Cheng Huilin, Leung Carmen Wai Lim, Ng Jeffrey Sheung Ching, Wong Kam Hung, Natarajan Deepa, Chan Lut Ming, Ng Nancy Hiu Yim, Tsang Tsz Wai, Leung Wai Ming, Lo Raymond See Kit
School of Nursing, The Hong Kong Polytechnic University, Hong Kong, China.
Department of Clinical Oncology, Queen Elizabeth Hospital, Hong Kong, China.
BMC Palliat Care. 2025 May 4;24(1):127. doi: 10.1186/s12904-025-01689-3.
Cancer cachexia (CC) is a fatal syndrome most prevalent in palliative care patients and is typically characterized by a progressive increase in weight loss and anorexia. The inability to detect and accurately appraise CC symptoms early can lead to a delayed diagnosis of CC and late initiation of symptom management, subsequently resulting in shorter survival. Research has shown that both patients and primary family caregivers are burdened by worsening CC symptoms, making them susceptible to reduced quality of life (QOL) and increased psychological distress in particular, and necessitating an exploration of ways to improve their well-being. Guided by the Theory of Dyadic Illness Management supplemented by the Symptom Appraisal Pathway Model, the study will be the first to provide a comprehensive understanding of the role of dyadic appraisal of patients' CC symptoms on psychological distress and QOL of palliative care patients and their primary family caregivers over an eight-week follow-up period.

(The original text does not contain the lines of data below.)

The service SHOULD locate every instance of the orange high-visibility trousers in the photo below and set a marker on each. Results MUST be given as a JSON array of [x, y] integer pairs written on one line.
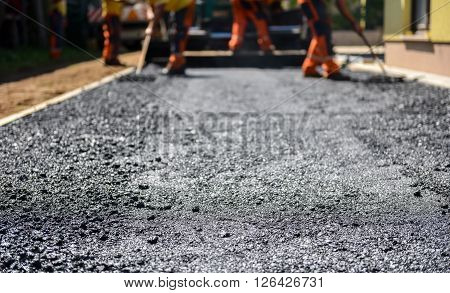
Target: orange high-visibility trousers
[[111, 34], [320, 52], [180, 22], [253, 10]]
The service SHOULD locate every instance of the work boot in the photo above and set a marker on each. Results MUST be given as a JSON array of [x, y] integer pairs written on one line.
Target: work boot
[[266, 45], [309, 70], [176, 65]]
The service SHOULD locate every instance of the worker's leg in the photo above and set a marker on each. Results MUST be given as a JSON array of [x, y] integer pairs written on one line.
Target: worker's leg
[[111, 34], [257, 15], [181, 21], [318, 52], [57, 26], [239, 25]]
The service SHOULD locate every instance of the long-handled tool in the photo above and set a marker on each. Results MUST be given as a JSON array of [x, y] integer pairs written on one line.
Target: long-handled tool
[[385, 78], [145, 45]]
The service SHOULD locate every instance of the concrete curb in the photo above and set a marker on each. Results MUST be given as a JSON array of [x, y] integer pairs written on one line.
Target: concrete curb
[[420, 76], [65, 96]]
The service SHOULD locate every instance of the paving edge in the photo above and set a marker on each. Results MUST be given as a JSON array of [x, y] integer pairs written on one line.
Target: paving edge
[[420, 76], [63, 97]]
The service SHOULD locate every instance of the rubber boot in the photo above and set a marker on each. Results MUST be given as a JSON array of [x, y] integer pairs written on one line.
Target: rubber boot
[[175, 66]]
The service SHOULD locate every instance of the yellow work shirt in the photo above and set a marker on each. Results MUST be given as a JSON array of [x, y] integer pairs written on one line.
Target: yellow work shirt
[[172, 5], [111, 7], [60, 6]]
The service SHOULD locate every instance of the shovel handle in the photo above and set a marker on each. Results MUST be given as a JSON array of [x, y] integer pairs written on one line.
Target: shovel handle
[[144, 51], [374, 56]]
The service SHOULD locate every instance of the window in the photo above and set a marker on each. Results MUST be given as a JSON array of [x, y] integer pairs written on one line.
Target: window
[[420, 15]]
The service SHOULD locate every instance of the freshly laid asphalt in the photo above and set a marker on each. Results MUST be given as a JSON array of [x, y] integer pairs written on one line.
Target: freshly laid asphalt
[[230, 170]]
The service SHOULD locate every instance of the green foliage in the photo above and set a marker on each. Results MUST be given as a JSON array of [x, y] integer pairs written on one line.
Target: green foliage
[[374, 14]]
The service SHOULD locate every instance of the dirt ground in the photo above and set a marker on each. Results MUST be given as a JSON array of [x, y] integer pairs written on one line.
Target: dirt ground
[[19, 95]]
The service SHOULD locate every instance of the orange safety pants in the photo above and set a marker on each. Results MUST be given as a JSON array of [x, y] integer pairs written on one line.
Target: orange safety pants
[[320, 52], [253, 10]]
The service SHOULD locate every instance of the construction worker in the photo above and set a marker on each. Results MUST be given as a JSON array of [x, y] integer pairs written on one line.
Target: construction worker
[[58, 12], [320, 52], [255, 11], [111, 10], [182, 14]]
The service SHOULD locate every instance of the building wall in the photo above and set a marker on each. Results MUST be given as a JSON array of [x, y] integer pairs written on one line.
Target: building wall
[[440, 21]]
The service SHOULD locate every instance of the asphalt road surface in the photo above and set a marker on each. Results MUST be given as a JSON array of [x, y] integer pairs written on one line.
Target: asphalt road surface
[[230, 170]]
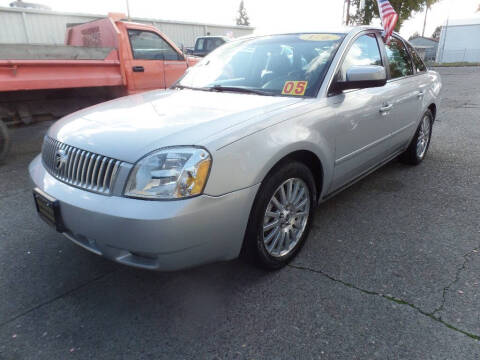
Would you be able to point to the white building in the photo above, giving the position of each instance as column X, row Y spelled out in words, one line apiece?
column 460, row 41
column 32, row 26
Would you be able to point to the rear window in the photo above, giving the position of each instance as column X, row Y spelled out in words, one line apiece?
column 417, row 61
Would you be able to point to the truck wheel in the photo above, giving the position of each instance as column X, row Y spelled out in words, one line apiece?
column 4, row 141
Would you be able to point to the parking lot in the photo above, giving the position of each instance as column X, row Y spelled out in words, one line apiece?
column 390, row 271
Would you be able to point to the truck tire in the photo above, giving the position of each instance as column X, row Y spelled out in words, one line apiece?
column 4, row 141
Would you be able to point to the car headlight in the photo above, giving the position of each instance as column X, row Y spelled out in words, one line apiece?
column 171, row 173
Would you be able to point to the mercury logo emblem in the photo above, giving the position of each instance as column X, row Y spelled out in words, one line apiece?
column 61, row 158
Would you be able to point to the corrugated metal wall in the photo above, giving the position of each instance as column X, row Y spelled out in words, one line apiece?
column 46, row 27
column 459, row 43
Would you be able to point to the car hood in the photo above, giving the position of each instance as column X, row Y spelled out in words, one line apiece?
column 130, row 127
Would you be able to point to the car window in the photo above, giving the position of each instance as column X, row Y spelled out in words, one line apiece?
column 284, row 65
column 364, row 51
column 398, row 59
column 417, row 61
column 210, row 44
column 147, row 45
column 200, row 44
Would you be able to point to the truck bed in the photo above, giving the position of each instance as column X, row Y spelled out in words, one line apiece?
column 37, row 67
column 52, row 52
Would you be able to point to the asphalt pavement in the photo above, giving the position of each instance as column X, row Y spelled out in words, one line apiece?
column 390, row 271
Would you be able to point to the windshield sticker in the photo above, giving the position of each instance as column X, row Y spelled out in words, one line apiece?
column 319, row 37
column 294, row 88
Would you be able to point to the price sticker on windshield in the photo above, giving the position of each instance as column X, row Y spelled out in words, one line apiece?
column 294, row 88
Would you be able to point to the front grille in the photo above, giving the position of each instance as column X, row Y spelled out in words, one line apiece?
column 79, row 168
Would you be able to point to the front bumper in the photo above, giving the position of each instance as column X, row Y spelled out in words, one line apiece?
column 156, row 235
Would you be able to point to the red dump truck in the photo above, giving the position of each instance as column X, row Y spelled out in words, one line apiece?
column 100, row 60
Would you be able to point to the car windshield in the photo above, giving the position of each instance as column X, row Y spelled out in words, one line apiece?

This study will adopt a longitudinal mixed-methods design, combining both quantitative and qualitative data collection at baseline and eight weeks after baseline. 281 dyads of patients with CC and caregivers will be recruited from palliative care units of three hospitals in Hong Kong. Both patients and caregivers will complete a set of questionnaires measuring appraisal of patients' CC symptoms and own psychological distress, and QOL, separately. Semi-structured joint interviews will also be conducted with the same dyads. Quantitative data will be analyzed using the actor-partner interdependence model and the polynomial regression with response surface analysis, while qualitative data will be subjected to qualitative content analysis and trajectory analysis. The findings of the two datasets will be integrated via joint displays.
Findings of this study are expected to advance the emerging science on dyadic symptom management by testing the utility of the theory of Dyadic Illness Management and the Symptom Appraisal Pathway Model, but also to inform the design and content of a theory- and evidence-based CC management intervention to reduce psychological distress and to achieve optimal QOL in CC dyads.
癌症恶病质(CC)是一种在姑息治疗患者中最常见的致命综合征,其典型特征是体重减轻和厌食症逐渐加重。早期无法检测和准确评估CC症状会导致CC诊断延迟和症状管理的延迟启动,进而导致生存期缩短。研究表明,CC症状的恶化给患者及其主要家庭照顾者都带来了负担,尤其使他们容易出现生活质量(QOL)下降和心理困扰增加的情况,因此有必要探索改善他们幸福感的方法。本研究以二元疾病管理理论为指导,并辅以症状评估途径模型,将首次全面了解患者CC症状的二元评估对姑息治疗患者及其主要家庭照顾者在八周随访期内的心理困扰和生活质量的作用。
本研究将采用纵向混合方法设计,在基线和基线后八周收集定量和定性数据。将从香港三家医院的姑息治疗病房招募281对CC患者及其照顾者。患者和照顾者都将分别完成一套问卷,测量对患者CC症状的评估、自身的心理困扰和生活质量。还将对同一对患者和照顾者进行半结构化联合访谈。定量数据将使用actor-partner相互依赖模型和响应面分析的多项式回归进行分析,而定性数据将进行定性内容分析和轨迹分析。两个数据集的结果将通过联合展示进行整合。
本研究的结果预计将通过测试二元疾病管理理论和症状评估途径模型的效用,推进关于二元症状管理的新兴科学,同时为基于理论和证据的CC管理干预措施的设计和内容提供信息,以减少心理困扰并在CC患者-照顾者二元组中实现最佳生活质量。